Bu yozlaş(tır)ma çabasının temelinde yatan sebepleri biraz irdelediğimizde, karşımıza çıkan en önemli etkenin, sözde marksist siyasetlerde çabalayan ve oralarda tutunamayan, çoğunluğu bizim kendi çocuklarımızdan oluşan bir güruhun, inanç temelli, hele (onların sınıflandırmasıyla) semavi bir din olan islam dini eksenli bir YOL olan aleviliğin gerçekliğiyle çatışan kendi çelişkileri, ve bu çelişkileri kendi durdukları yere göre dizayn etme çabası görülmektedir. İnancı, gümansız ve tam teslim olmuş bir kalple yürüten alevilik ya da alevilerin, inanca dair kafalarının bugün bu kadar çok vesveseyle dolmuş olmasının sebebi de, bu on yıllardır süren operasyonlar olmuştur. Öbür taraftan zaten bu çocuklarımız eğer gerçekten marksist olabilselerdi, aleviliğe hiç bu şekilde bulaşamaz, bulaşmazlardı. Yapacakları tek bir şey olabilirdi: Uzaktan saygı duymak ve eğer illede vurgulanacak bir ortak yönden bahsedilecekse, paylaşmanın ve sosyal adaletin alevilikteki önemi ve yüceliği vurgulanmalıydı. Ama ne yapıldı? Gelindi, aleviliğin yüzyıllardır sürdürülen inanç geleneğinin temelleriyle oynandı, en temelinde bu inancın islam dışı olduğunu kanıtlamak için her türlü yalana, her türlü sözde ipucuna sarınıldı, kendilerince hergün değiştirilen bir tanımlama silsilesi yoluna gidildi. Burada asıl beslendikleri nokta ise, yine kendilerinin sebep olduğu, inanç erkânlarının 1970li yılların ortalarından itibaren uygulanamaz olmasıydı. Burada, sayısı az olan ve aleviliğe saygı duyarak bu türden operasyonlara bulaşmayan gerçek devrimcileri tenzih ederim; dürüst insana her yerde saygımız vardır.

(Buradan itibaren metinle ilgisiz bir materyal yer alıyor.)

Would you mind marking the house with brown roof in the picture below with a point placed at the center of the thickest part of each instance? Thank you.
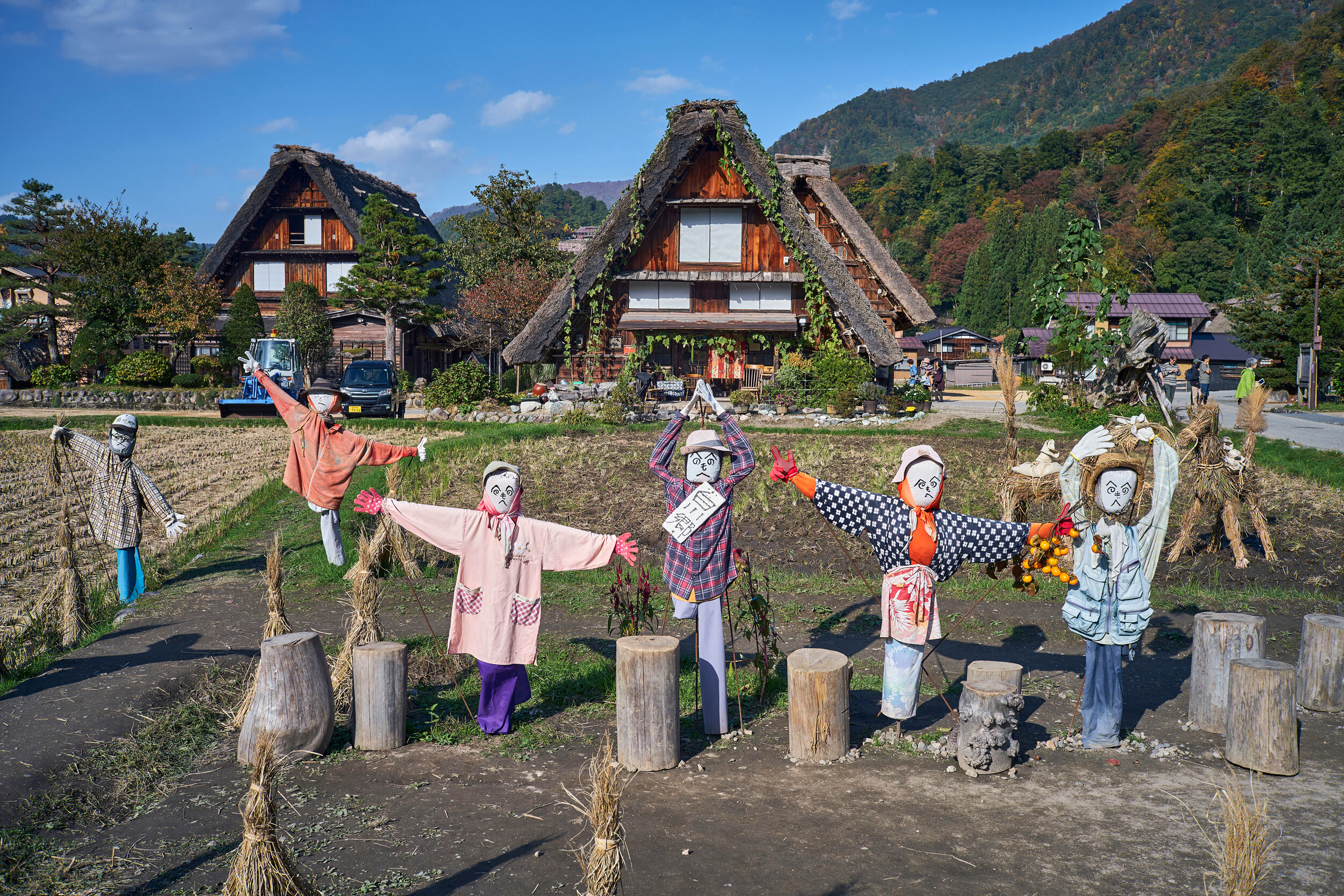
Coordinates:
(720, 257)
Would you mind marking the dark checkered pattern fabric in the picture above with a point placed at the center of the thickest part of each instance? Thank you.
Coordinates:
(705, 563)
(886, 522)
(120, 492)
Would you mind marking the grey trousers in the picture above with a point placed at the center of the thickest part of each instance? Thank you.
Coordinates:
(331, 535)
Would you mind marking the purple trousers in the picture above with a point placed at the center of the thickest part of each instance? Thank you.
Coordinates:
(502, 689)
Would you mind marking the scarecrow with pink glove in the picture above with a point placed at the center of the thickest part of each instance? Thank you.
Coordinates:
(497, 600)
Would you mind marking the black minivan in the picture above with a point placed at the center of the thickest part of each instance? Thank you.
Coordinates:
(373, 390)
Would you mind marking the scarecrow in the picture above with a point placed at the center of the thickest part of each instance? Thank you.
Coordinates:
(701, 567)
(120, 493)
(1109, 602)
(323, 454)
(917, 544)
(497, 600)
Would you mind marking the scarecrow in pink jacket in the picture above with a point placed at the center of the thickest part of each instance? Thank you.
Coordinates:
(497, 600)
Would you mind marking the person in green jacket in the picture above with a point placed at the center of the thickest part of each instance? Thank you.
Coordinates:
(1248, 382)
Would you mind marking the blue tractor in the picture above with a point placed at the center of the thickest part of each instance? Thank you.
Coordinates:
(280, 359)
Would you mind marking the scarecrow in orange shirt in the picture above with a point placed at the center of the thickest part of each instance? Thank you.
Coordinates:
(323, 454)
(917, 544)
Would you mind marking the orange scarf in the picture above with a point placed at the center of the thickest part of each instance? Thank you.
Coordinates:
(924, 538)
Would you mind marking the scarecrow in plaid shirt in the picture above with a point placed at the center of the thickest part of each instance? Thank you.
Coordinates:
(120, 492)
(699, 570)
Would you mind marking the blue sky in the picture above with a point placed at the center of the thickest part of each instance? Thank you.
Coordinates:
(178, 103)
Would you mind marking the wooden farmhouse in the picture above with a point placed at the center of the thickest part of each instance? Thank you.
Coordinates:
(302, 223)
(717, 260)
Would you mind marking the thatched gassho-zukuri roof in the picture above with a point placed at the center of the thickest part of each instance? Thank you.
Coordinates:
(346, 187)
(816, 172)
(690, 128)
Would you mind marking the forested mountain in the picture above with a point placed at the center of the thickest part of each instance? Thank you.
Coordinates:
(1144, 49)
(1208, 190)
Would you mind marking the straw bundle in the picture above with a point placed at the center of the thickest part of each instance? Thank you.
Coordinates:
(600, 857)
(362, 625)
(262, 865)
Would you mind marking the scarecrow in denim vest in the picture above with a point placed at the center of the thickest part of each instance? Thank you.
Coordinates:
(699, 568)
(1113, 562)
(917, 544)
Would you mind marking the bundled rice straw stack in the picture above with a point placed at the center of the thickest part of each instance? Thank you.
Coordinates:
(600, 857)
(362, 625)
(276, 622)
(262, 865)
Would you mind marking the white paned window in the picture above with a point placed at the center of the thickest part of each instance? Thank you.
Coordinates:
(335, 271)
(644, 296)
(712, 236)
(269, 277)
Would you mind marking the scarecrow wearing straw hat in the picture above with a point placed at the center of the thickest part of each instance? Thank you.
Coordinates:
(917, 544)
(497, 600)
(120, 492)
(701, 567)
(323, 454)
(1108, 603)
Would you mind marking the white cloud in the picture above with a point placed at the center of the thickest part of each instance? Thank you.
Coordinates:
(165, 35)
(843, 10)
(276, 124)
(405, 150)
(518, 105)
(656, 82)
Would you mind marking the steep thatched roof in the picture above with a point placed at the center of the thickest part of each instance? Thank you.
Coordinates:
(346, 187)
(815, 171)
(691, 127)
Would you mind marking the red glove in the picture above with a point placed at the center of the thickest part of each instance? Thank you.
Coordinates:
(368, 501)
(784, 468)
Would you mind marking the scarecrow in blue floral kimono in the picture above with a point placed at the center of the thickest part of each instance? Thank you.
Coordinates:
(917, 544)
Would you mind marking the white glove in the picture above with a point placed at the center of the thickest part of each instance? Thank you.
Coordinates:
(707, 397)
(1094, 444)
(178, 525)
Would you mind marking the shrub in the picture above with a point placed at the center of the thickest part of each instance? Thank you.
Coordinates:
(50, 375)
(143, 368)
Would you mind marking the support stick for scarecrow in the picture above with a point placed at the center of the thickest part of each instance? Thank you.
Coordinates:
(444, 648)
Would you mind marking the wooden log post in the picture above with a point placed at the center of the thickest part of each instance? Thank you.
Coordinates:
(1320, 663)
(989, 713)
(995, 671)
(378, 706)
(294, 699)
(648, 719)
(1219, 638)
(819, 705)
(1262, 716)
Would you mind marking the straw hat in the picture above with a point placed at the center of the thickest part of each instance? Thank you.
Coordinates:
(705, 441)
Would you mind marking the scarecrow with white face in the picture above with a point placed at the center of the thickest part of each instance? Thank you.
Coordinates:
(917, 544)
(497, 600)
(120, 493)
(323, 454)
(702, 567)
(1114, 566)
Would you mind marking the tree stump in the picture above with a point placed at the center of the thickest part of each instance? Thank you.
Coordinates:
(989, 713)
(294, 699)
(819, 705)
(648, 721)
(1219, 638)
(1262, 716)
(1320, 663)
(378, 711)
(995, 671)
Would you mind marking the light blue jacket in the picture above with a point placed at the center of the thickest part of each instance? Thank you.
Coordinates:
(1109, 603)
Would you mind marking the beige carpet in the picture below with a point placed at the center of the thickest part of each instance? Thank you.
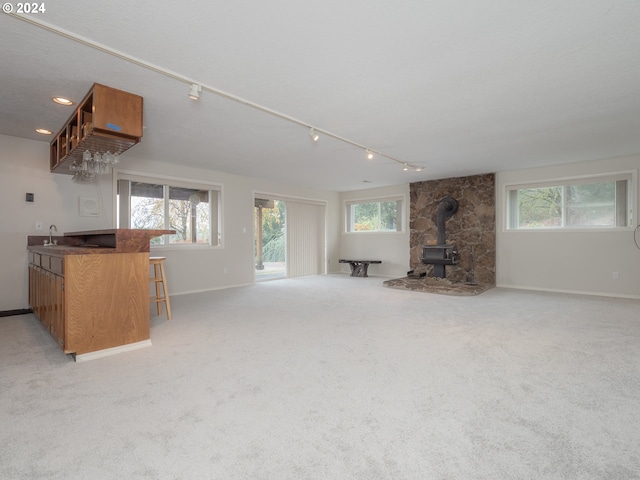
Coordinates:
(335, 378)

Bugün burada sizlere, cenaze ve Hak’ka yürüme erkânlarında yapılan yozlaştırmaları anlatmak ve aslında deyim yerindeyse bu yapılanların verdiği zararlar üzerine biraz da sizlerle dertleşmek istiyorum. Çünkü bu yapılanları sorgulamadan, duyduğu tepkiyi dahi dile getirmeden sineye çeken sinmiş bir toplumla karşı karşıyayız.

ÖNCE BİZİM ORJİNAL CENAZE NAMAZI

Bizim alevi inancına göre kılınan cenaze namazı hala memlekette kılınmaktadır. Buna, yaşayan örnekler olarak Abuzer Dede’yi ve oğlu İbrahim Erdoğan’ı, Ali Ekber Bakır Dede’yi ve abim Kazım Aldede’yi örnek olarak verebilirim. Şimdi burada bu cenaze namazının nasıl kılındığını anlatmayacağım, isteyen bana yazarsa özel olarak ta anlatabilirim. Fakat kısacası Kuran okunur, Fatiha Suresi okunur, 12 İmamlar ve Ehli Beyt adına Allah’tan rahmet dilenir ve hellalik istenir. Yani sözün doğrusu, aklı başında olan ve hala şimdi köyde bir cenaze namazına katılan herkes bunu bilir. Yaşı otuzun üstünde olan ve bir zamanlar memlekette yaşamış olanlar da, zaten bundan farklı bir cenaze namazı görmemiştir. Ama ne hikmetse, bu insanların çoğu, şimdi bundan farklı bir erkân varmış gibi sessizce yapılan bu bidatları da kabul etmektedir: Bu özünde, insanlarımızın direnmediğinin, gerçeği aramaktan vaz geçtiğinin ve işine geldiği gibi davrandığının bariz ve acı bir göstergesidir. Ve inancımızda bunun adı serseriliktir.
Sağolsun geçenlerde Şahmaran Bakır Abim bana bir ses kaydı gönderdi. Ruhu şad olsun Büyük Tacım Dede’nin Kuran okuduğu yaklaşık 5 dakikalık bir kayıt. Yani bugün bir taraftan Tacım Dede’yi yüceltip, peşinden Tacım Dede’nin yaptığını inkâr edenlere özellikle duyrulur. Ya Tacım Dede’den vaz geçin, ya da bu serserilikten!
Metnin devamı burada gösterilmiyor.